Już od końca 2019 roku stawialiśmy pytanie, czy Niemcy są „unieruchomioną” gospodarką, biorąc pod uwagę ich zmagania o dotrzymanie kroku rewolucji technologicznej XXI wieku. W tym czasie największa gospodarka Europy nie pojawiła się już w pierwszej trójce rankingu globalnej konkurencyjności Światowego Forum Ekonomicznego 2019, spadając o cztery miejsca z roku poprzedniego na siódme miejsce. Obecnie, gdy decydenci polityczni w dużej mierze utknęli w trybie kryzysowym Covid-19 w ciągu ostatnich 18 miesięcy, tematy strukturalne wydają się całkowicie wypadać z agendy rządowej, pomimo pandemii uwypuklającej braki Niemiec w zakresie adaptacji do rozwiązań cyfrowych, a także słabości administracji publicznej. Wskaźnik Digital Riser Index Europejskiego Centrum Konkurencyjności Cyfrowej sugeruje obecnie, że niemiecka gospodarka od 2018 r. jeszcze bardziej straciła na znaczeniu (wykres poniżej). Jest to niepokojący rozwój sytuacji, ponieważ aktualizacja niemieckiego Wirtschaftswunder – Cudu gospodarczego polega na przyspieszeniu cyfryzacji, która z kolei jest kluczem do sprostania wyzwaniom naszych czasów. Dotyczy to w takim samym stopniu realizacji celów klimatycznych, jak i skutecznej walki z Covid-19. Patrząc na programy wyborcze poszczególnych partii, widzimy jednak, że żadna z nich nie przedstawia potrzebnego kompleksowego podejścia, obejmującego wszystkie elementy reformy niezbędne dla Neustart – i to jeszcze przed ewentualnym rozwodnieniem obietnic wyborczych w celu zawarcia umowy koalicyjnej.

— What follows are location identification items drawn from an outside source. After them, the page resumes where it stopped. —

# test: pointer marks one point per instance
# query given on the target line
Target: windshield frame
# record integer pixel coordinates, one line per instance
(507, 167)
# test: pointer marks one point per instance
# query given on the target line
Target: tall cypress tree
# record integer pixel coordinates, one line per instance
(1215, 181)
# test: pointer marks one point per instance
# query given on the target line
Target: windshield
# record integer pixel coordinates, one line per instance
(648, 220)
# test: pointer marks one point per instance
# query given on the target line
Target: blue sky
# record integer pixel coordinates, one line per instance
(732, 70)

Nadzieja, że imigracja będzie lekarstwem na problemy demograficzne Niemiec, może okazać się daremna. Główne kraje, z których pochodzą imigranci zarobkowi w Niemczech (Rumunia, Bułgaria i Polska), podobnie jak większość innych krajów UE i wiele dużych gospodarek na całym świecie (takich jak Japonia czy Korea Południowa), stoją przed tym samym wyzwaniem: ich siły robocze kurczą się i starzeją, podczas gdy liczba emerytów rośnie. Podczas gdy w Niemczech spodziewany jest 10-procentowy spadek liczby ludności w wieku produkcyjnym, ta grupa wiekowa zmniejszy się o 31% w Bułgarii, 27% w Hiszpanii i o 25% w Polsce i Rumunii. W związku z tym w przyszłości będzie istniała konkurencja o wysoko wykwalifikowanych specjalistów oraz potrzeba stworzenia atrakcyjnego środowiska na rynku pracy.